Father’s Day hasn’t been celebrated the same for me since 2008, when my own Dad died.
Now, instead of buying him something he really didn’t need or want, but would graciously smile at and thank me for anyway, I reflect on the 42 years I had him.
I think he would think that was an even better gift, and no returns are necessary.
It’s a paradigm shift to go from celebrating to reflecting, and while it’s not my preferred way to spend Father’s Day it is an unwavering fact of life.
In this reflection, I’ve learned to appreciate what he brought to the table more than I did before, both literally and figuratively.
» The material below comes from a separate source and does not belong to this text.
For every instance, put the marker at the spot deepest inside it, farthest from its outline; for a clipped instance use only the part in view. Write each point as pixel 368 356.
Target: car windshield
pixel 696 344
To honor my father, I now celebrate a couple of special men in my life whom I revere and are also fathers – my husband and son-in-law.
I spent the past week in South Carolina with my daughter, her husband and son and got to witness first-hand what modern parenting looks like in their natural habitat.
My heart is happy to report that my son-in-law, Branden, is everything I could ever ask for as a husband for my daughter and a loving, patient Dad for the little man he and my daughter brought into this world.
His unabashed love for his son, his patience, willingness to be an all-hands-on-deck kind of man are the kinds of things worth acknowledging and celebrating.
As a mother and grandmother, the blessing of him in our lives is a gift in itself.
Then, there’s my husband. Like many families are now constructed, Bobby is not the biological father of my two children. But it would be difficult to tell that from looking.
I am one of the luckiest people I know to have a husband who takes my kids as an extension of myself and loves them fiercely, and genuinely.
My Dad would be proud, he would smile and consider it his gift, too.
Happy Father’s Day to all the dads – biological and step, granddads and special uncles. Celebrate those who are still here, doing their work to love the next generation; and reflect on those who made us who we are.